Monika Miller: W jej żyłach płynie ukraińska krew
Piosenkarka, influencerka i wnuczka byłego premiera Leszka Millera, o czym nie wszyscy mogą wiedzieć, w połowie jest Ukrainką - za sprawą mamy, Ireny, która pochodzi z Kamieńca Podolskiego. Monika Miller jest bardzo wdzięczna Polakom, którzy okazują pomoc Ukraińcom, gdy jej druga ojczyzna została zaatakowana przez Rosję. W tym wyjątkowym czasie postanowiłem też jednak podzielić się żalem, jaki ma do osób, które kiedyś ubliżały jej z tego powodu, że w jej żyłach płynie ukraińska krew.
"Fajna ta nagła sympatia dla Ukrainy" - napisała Monika Miller na InstaStories, przy zdjęciu ze swoją mamą Ukrainką. Te słowa mają jednak trochę ironiczny wydźwięk, bowiem na kolejnych slajdach zamieściła próbkę komentarzy z Internetu, w których ludzie dogryzają obu kobietom za to, że są Ukrainkami.
"Na zdjęciu dwie tandetne kiczowate Ukrainki, zmęczone życiem"; "Niestety Ukrainka fatalnie wychowała córkę, zero bycia damą, jak większość Polek, ale taka wulgarność ukraińska niestety"; "Matka Ukrainka niech przestanie z siebie robić ofiarę, do roboty, jak miliony rozwiedzionych Polek. Skoro ojciec miał zawsze problemy, to może i twoja matka go celowo usidliła na ciążę, jak to kobiety ze Wschodu robią. Ciąża na pierwszej randce - nieważne czy alkoholik, żonaty czy sadysta. Byleby wydostać się z ukraińskiego grajdołku" - tak brzmią niektóre z tych komentarzy.
Jeśli chodzi o ojca Moniki, Leszka Millera juniora, którego wątek się tutaj pojawił, to popełnił on samobójstwo w 2018 r. Rozwiódł się z mamą Moniki, Ireną, kilka lat wcześniej.

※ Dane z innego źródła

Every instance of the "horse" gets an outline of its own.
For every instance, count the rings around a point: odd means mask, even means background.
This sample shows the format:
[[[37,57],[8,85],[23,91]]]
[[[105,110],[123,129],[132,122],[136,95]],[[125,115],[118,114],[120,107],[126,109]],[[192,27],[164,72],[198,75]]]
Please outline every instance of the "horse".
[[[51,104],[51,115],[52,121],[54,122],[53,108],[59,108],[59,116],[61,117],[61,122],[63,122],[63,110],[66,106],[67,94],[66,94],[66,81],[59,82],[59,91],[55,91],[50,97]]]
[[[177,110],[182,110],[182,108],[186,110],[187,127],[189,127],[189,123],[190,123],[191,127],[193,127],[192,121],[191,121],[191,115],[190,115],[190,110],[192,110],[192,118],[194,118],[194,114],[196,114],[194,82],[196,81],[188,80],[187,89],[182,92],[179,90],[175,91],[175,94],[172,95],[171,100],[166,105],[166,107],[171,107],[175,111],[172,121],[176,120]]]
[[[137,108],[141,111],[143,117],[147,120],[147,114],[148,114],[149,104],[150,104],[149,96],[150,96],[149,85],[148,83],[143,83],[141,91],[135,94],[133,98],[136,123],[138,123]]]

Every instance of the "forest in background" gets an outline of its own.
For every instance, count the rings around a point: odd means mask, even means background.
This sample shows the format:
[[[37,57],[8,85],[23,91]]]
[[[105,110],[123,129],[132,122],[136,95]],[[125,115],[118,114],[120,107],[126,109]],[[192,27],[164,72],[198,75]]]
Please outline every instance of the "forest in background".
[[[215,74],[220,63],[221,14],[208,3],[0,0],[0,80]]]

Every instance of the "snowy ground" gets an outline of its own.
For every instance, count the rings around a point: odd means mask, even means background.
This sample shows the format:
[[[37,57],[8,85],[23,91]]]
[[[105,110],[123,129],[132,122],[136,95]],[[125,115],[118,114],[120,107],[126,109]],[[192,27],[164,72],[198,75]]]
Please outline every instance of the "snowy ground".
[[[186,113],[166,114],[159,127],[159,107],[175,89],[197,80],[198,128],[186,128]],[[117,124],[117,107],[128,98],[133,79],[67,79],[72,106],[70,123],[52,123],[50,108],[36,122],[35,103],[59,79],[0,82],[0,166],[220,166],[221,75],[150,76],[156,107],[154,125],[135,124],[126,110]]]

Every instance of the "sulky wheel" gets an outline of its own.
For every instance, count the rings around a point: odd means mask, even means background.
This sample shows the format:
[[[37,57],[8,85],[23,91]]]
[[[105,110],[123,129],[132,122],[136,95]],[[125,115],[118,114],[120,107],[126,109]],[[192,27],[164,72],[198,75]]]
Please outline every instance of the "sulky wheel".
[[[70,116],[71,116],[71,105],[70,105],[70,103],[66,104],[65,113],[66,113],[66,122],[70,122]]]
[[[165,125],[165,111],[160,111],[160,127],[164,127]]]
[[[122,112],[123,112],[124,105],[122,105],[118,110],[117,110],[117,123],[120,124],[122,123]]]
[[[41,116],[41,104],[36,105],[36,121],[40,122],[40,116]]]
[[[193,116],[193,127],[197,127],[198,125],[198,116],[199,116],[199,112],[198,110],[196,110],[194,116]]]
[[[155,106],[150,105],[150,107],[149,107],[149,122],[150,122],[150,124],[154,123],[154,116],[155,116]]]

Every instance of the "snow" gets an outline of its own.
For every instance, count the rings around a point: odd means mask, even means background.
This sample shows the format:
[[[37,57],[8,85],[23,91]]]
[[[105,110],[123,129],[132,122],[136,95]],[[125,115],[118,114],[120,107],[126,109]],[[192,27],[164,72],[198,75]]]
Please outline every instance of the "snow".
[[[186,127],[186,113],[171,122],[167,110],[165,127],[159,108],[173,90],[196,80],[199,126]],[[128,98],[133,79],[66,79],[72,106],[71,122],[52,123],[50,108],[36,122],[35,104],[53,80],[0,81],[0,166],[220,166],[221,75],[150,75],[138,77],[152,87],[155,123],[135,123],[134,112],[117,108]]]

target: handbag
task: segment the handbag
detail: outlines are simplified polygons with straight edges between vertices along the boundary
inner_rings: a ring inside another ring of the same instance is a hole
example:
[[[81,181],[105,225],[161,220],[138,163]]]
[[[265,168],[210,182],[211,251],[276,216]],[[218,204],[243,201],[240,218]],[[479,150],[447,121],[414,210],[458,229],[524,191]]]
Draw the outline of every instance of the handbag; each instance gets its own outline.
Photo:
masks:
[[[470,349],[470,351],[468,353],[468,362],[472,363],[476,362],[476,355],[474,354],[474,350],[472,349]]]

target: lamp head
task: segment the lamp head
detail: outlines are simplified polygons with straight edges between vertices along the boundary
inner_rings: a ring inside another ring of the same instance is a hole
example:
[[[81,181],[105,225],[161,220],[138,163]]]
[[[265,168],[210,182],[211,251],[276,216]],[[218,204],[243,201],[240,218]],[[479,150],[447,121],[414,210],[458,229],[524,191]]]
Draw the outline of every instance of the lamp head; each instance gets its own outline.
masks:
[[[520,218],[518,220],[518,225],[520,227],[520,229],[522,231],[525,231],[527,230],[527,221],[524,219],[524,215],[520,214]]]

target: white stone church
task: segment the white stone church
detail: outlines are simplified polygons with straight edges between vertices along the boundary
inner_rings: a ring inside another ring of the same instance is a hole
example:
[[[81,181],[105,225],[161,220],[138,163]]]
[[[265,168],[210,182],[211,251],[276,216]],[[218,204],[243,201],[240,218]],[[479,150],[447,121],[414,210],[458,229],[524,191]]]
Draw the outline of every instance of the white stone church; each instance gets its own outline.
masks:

"Chciałam po prostu podzielić się z wami tym, z czym ja musiałam się mierzyć, odkąd tak naprawdę pamiętam. Gdy ktoś dowiadywał się, że nie jestem taką polską Polką, że nie urodziłam się w Warszawie i że jestem z Kamieńca Podolskiego, to często właśnie byłam atakowana ze względu na to, że jestem Ukrainką" - podsumowała te dawne wpisy internautów.
Po zamieszczeniu ksenofobicznych komentarzy, z którymi się spotykała, dostała wiele słów wsparcia od swoich fanów. Miller zaznaczyła, że kąśliwych uwag, które przytoczyła, nie traktuje jako dowodu, że wszyscy Polacy są negatywnie nastawieni do Ukraińców.
"Naprawdę jestem bardzo wdzięczna za to, że wspieracie mnie, że pomagacie Ukrainie. Że robicie zbiórki, że wpłacacie, że dajecie domy tymczasowe. Za wszystko, co robicie, jestem ogromnie wdzięczna. I absolutnie to nie jest tak, że myślę źle o Polsce jako o kraju" - stwierdziła urodzona w Kamieńcu Podolskim celebrytka.
W ostatnich miesiącach muzyczna kariera Miller musiała zejść na dalszy plan, gdyż Monika podupadła na zdrowiu. Lekarze zdiagnozowali u niej fibromialgię - rzadką, przewlekłą chorobę, która objawia się m.in. bólami mięśni, stawów a także w jej przypadku - łysieniem, czemu zaradziła poddając się niedawno przeszczepowi włosów.